The methods used in this paper make us curious about what we would learn from running dual panels of lay judges, either at a tournament or through the use of videotaped debates. This would give is a much better sense of the reliability of lay judges, beyond the extremely limited findings on this from the earlier Barnes & McPartlon study. Additionally, we would still like to study the impact of the speakers’ perceived identity on the outcome of debates, regarding both team points and speaker scores. Although judging bias was not the focus of this paper, the data generated by dual panels may end up being useful in studying questions about judge bias.
Finally, there are some theoretical questions that are related to the empirical work in this paper and that are worth extensive discussion. In particular, there is the question of whether there is a single correct call for any particular debate round, or whether there could be multiple calls that are equally correct? The answer to this theoretical question has no impact on the methodology or conclusions of the forgoing empirical paper, but it does seem important to the international debating community. Our own belief is that there is a single correct call in any debate round.
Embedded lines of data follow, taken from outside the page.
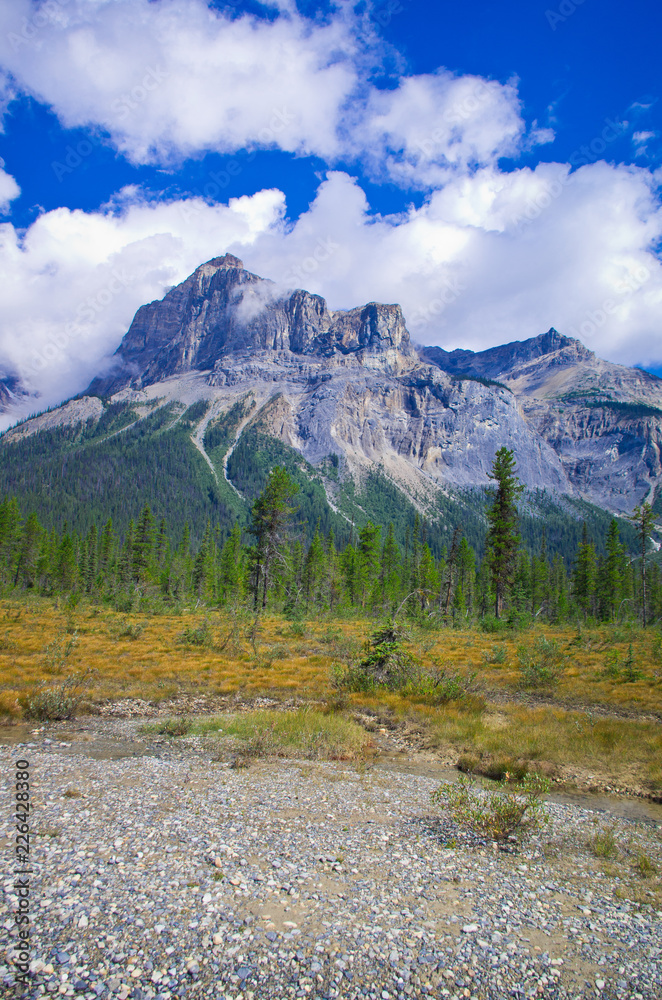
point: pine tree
(143, 543)
(106, 549)
(270, 518)
(231, 569)
(503, 536)
(65, 571)
(467, 571)
(644, 521)
(29, 548)
(314, 571)
(390, 573)
(584, 576)
(609, 577)
(203, 565)
(369, 551)
(428, 577)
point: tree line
(271, 566)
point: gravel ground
(172, 874)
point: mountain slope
(228, 373)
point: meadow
(581, 704)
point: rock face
(222, 309)
(12, 392)
(350, 384)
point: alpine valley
(228, 375)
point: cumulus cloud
(171, 79)
(491, 258)
(436, 125)
(174, 79)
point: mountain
(229, 373)
(12, 392)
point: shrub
(57, 702)
(498, 768)
(175, 727)
(541, 664)
(644, 866)
(603, 843)
(496, 814)
(304, 733)
(58, 652)
(124, 629)
(612, 667)
(497, 655)
(492, 624)
(386, 664)
(200, 635)
(631, 672)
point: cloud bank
(491, 255)
(489, 259)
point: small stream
(78, 739)
(614, 805)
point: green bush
(603, 843)
(124, 629)
(175, 727)
(200, 635)
(541, 663)
(56, 702)
(387, 665)
(497, 655)
(496, 814)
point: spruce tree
(644, 521)
(584, 576)
(503, 535)
(270, 517)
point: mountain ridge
(350, 383)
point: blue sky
(495, 168)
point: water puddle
(98, 746)
(80, 740)
(641, 810)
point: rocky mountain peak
(223, 309)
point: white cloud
(436, 125)
(492, 258)
(173, 78)
(9, 189)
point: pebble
(304, 879)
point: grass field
(570, 701)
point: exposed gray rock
(350, 383)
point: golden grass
(304, 732)
(142, 656)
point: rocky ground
(160, 871)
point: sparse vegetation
(603, 844)
(496, 723)
(496, 814)
(305, 732)
(56, 702)
(540, 663)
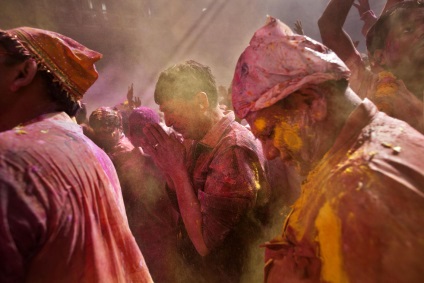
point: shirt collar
(213, 136)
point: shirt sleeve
(22, 227)
(230, 191)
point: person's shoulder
(240, 136)
(387, 149)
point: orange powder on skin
(287, 135)
(329, 239)
(260, 124)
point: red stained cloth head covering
(71, 63)
(277, 63)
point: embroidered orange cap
(71, 63)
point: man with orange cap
(359, 215)
(62, 217)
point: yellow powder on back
(287, 134)
(329, 239)
(260, 124)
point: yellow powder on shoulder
(329, 239)
(287, 134)
(260, 124)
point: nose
(270, 151)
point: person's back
(61, 210)
(59, 214)
(357, 218)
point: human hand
(298, 27)
(137, 102)
(363, 6)
(130, 94)
(167, 151)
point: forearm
(190, 210)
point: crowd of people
(308, 168)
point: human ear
(319, 108)
(25, 74)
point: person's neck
(329, 130)
(212, 116)
(413, 80)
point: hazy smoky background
(139, 38)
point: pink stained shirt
(60, 213)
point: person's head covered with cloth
(52, 72)
(285, 85)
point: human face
(107, 134)
(136, 134)
(404, 47)
(184, 117)
(285, 130)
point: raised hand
(298, 27)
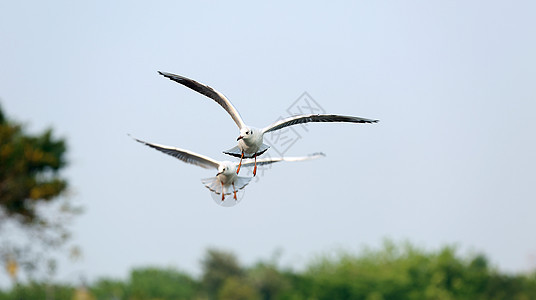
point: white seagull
(226, 181)
(250, 140)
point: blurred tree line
(393, 272)
(34, 213)
(30, 182)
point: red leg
(234, 190)
(255, 168)
(240, 164)
(222, 193)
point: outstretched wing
(268, 161)
(300, 119)
(185, 155)
(209, 92)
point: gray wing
(185, 155)
(268, 161)
(300, 119)
(209, 92)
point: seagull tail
(214, 185)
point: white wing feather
(209, 92)
(185, 155)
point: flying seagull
(250, 140)
(226, 181)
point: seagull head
(245, 133)
(226, 168)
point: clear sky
(451, 162)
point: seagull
(226, 181)
(250, 140)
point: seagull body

Our view is essentially a version of the theory of “idealized judging” outlined in “Philosophy in Practice: Understanding Value Debate” (Barnes, 1996), modified for the BP format. This theory claims that the correct call is the call that would be made by a judge who was ideally situated to evaluate the debate. Unfortunately, the argument for this position will need to wait.
 This obviously also has roots in the philosophical ideal observer theories of the enlightenment, such as Adam Smith’s “The Theory of Moral Sentiments” (1790).
Eric Barnes is an associate professor of philosophy and coaches the debate team at Hobart and William Smith Colleges (HWS) in Geneva, NY. His research is about moral theory, applied ethics and competitive debate. In 2007, he invented the Round Robin format for British Parliamentary debate, and the HWS Round Robin has served as a laboratory for debate research as well as a venue for high quality debating. Prof. Barnes has published articles about (and against) judging theory and about expanding the break at the WUDC (in the run up to that decision). He is committed to improving the activity by promoting both better arguments and better ways to run tournaments.
Chris Doak graduated magna cum laude from Hobart College with a B.A. in Economics. At Hobart, he was a central member of the debate team, and participated in competitions in the United States, Canada and China. He is currently a second-year law student at Syracuse University College of Law. At Syracuse, he is a member of Syracuse Law Review and the Trial and Appellate divisions of the moot court Travis H.D. Lewin Advocacy Honor Society. Chris hopes to use his background for debate towards a career as a trial attorney.